Last30Days is a recency-focused research skill that searches recent public discussion and engagement signals across several platforms, then synthesizes a brief with citations. Its broad connector surface makes source availability and credential review central to safe use.
Key takeaways
- The SKILL.md lists Reddit, X, YouTube, TikTok, Hacker News, Polymarket, GitHub and web research among its sources.
- Some sources work without configuration, while others use optional API keys, tokens or browser cookies.
- Engagement is an attention signal, not proof that a claim is true.
What does Last30Days do?
The skill combines platform-specific search, date filtering, engagement scoring, clustering and synthesis. Its metadata lists many optional environment variables, including service API keys and social-platform credentials. The README says Reddit, Hacker News, Polymarket and GitHub can work immediately, while a setup flow enables more sources.
How does the workflow work?
- Define the topic and an exact recency window.
- Run source health checks and enable only the platforms needed for the question.
- Collect posts, transcripts, repository activity and web sources with dates and links.
- Separate what people are discussing from what authoritative evidence confirms, then synthesize the brief.
The exact result still depends on the model, the files available in the working environment, and the permissions granted to that environment. This page documents the repository instructions; Anavem did not run an end-to-end benchmark of the skill.
What does a useful first task look like?
Research a tightly defined topic over a dated 30-day window using only the sources needed for the question. Require links, publication dates and a separate section for primary-source confirmation. Treat repeated social claims as a discussion cluster until an authoritative source verifies them.
How can you verify the result?
- Open a sample of citations and confirm date, author and claim context.
- Separate discussion volume from verified fact and authoritative confirmation.
- Record unavailable or rate-limited sources instead of silently treating them as empty.
A successful run should produce an output you can inspect independently. If the result cannot be checked against a file, rendered artifact, source reference or explicit acceptance criterion, narrow the task before relying on it.
When is it a good fit?
- Finding current community language, objections and emerging themes.
- Comparing recent discussion across several public platforms.
- Creating a sourced briefing that preserves links and publication dates.
Choose it when those tasks match the documented scope. A popular repository is not evidence that a skill is appropriate for confidential or production data.
What should you review before installing it?
- Every optional token, cookie and API key requested by the chosen connectors.
- Platform terms, scraping limits and whether authentication data is stored locally.
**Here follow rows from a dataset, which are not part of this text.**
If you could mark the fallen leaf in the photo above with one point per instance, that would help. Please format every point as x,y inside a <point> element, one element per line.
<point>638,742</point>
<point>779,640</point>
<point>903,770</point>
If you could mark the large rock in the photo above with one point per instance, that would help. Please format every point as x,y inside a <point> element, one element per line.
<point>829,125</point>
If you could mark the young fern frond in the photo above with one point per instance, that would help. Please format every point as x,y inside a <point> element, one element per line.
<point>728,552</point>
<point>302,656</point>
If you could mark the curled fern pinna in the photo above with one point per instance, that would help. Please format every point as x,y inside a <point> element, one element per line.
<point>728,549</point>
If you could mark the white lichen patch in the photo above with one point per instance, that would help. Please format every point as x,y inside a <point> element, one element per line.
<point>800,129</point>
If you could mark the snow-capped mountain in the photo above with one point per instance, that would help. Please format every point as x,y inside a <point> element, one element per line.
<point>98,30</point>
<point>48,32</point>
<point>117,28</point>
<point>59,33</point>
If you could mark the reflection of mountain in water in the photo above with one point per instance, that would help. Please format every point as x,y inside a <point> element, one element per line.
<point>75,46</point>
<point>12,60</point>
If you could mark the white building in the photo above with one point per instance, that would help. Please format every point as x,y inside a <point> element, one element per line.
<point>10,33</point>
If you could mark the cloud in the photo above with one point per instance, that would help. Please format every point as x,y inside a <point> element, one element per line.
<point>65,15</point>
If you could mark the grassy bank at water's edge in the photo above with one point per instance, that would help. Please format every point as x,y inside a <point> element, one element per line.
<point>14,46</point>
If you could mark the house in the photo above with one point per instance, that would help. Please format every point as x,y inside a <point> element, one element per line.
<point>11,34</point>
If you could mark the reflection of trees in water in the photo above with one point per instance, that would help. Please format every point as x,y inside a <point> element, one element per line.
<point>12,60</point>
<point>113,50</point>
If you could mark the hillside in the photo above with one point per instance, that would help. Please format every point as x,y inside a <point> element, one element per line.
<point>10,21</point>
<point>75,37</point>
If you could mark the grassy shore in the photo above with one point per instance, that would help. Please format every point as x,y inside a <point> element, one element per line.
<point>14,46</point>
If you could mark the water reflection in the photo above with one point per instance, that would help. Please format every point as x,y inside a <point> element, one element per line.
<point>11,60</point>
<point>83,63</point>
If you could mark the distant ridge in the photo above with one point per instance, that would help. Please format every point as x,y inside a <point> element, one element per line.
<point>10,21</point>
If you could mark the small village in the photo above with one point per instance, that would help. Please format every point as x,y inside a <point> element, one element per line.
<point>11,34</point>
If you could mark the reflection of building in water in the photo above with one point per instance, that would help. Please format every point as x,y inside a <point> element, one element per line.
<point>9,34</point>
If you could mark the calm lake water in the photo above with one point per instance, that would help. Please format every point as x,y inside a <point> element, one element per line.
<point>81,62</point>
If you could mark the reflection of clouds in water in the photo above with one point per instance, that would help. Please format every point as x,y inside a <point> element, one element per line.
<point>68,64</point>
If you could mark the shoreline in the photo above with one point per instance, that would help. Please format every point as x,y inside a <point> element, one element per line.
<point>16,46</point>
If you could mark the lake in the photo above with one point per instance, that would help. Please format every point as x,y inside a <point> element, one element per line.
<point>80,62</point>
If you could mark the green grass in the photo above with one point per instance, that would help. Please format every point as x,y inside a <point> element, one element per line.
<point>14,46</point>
- The distinction between popularity, sentiment, market odds and verified fact.
Read the current SKILL.md and every bundled script before installation. Pin a reviewed commit when repeatability matters, then test with non-sensitive data and the narrowest available permissions.
When is it not the right choice?
- Using social engagement as factual confirmation.
- Collecting private or restricted data without authorization.
- Research where an official primary source is required but not consulted.
Why is it included in this research set?
GitHub’s API reported 63,449 stars and 5,529 forks for mvanhorn/last30days-skill on 2026-10-03. The public Agent Skills trend index placed it in the top ten and recorded 662 stars added over seven days.
GitHub stars and short-term growth are discovery signals, not quality scores. They do not prove security, correctness, maintained compatibility, or individual-skill usage.